There you have it: Hillary Clinton says that sleep deprivation caused her to lie about being under sniper fire in Bosnia. Guess she isn’t the sort of president we would want answering phones at 3 a.m.
But as Andrew Sullivan reports, Sen. Clinton actually made the same claim back in February and now wonders if she was sleep-deprived then.
He also digs in to Sen. Clinton’s quotation, ‘Occasionally, I am a human being like everybody else … For the first time in 12 or so years I misspoke.’
Sullivan writes in The Atlantic (original emphasis):
Occasionally, I am a human being like everybody else. This is close to clinical delusions of grandeur. Does she really think that most of the time she is above being human? Do you know any human being who hasn’t misspoken in the last twelve years once? Or would ever claim such a thing? I sure couldn’t. And this from a candidate whose most famous campaign ad rests on her ability to make national security judgments at 3 am!
He continues, and I have to agree increasingly more:
Bill Safire was right: she is and has for a long time been a congenital liar. I don’t mean by that that she deliberately and pre-meditatedly decides to deceive people. I mean she has long since forgotten the difference between truth and untruth (enabling addicts can do that to people).
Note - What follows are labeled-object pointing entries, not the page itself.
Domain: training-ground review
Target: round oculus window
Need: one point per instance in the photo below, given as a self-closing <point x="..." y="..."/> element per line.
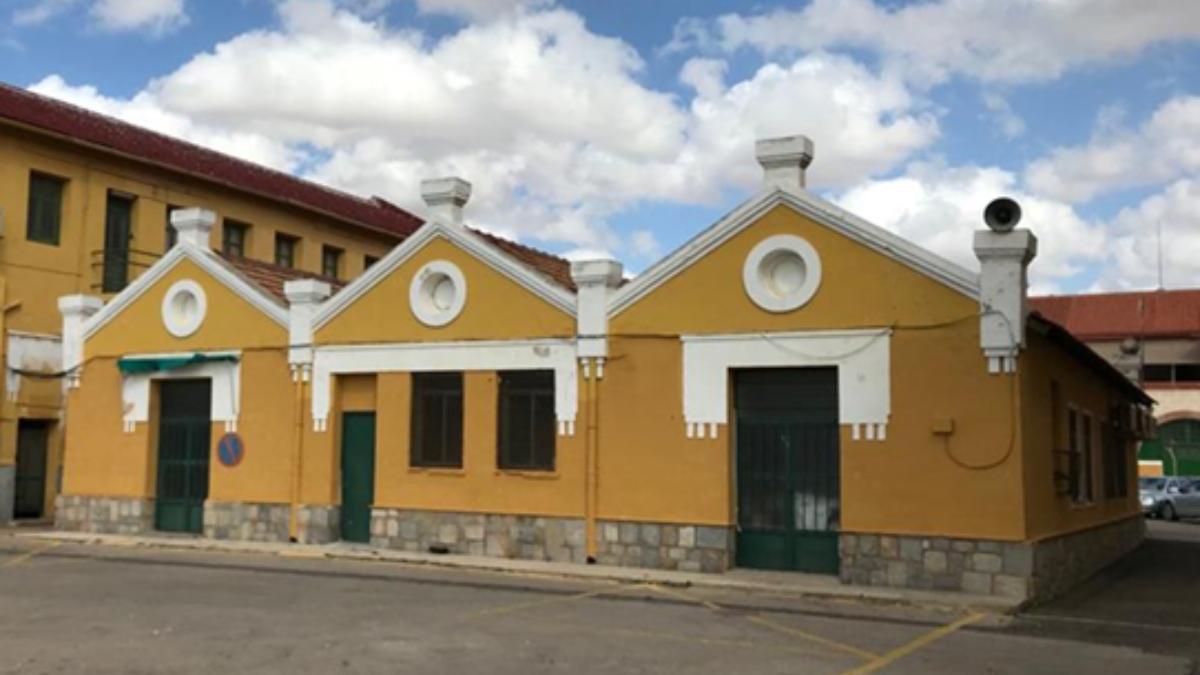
<point x="438" y="293"/>
<point x="184" y="308"/>
<point x="781" y="273"/>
I mean that by seeking power and self-advancement for so many years, at the expense of any other human values, she has lost all sense of what the difference between truth and falsehood is, who she is, what really matters or any fundamental sense of perspective.
In closing: ‘She is a lost and dangerous soul, as her husband still is. She is, in my view, unfit to be president. Truly, deeply unfit.’
And you thought I had it in for the senator from New York.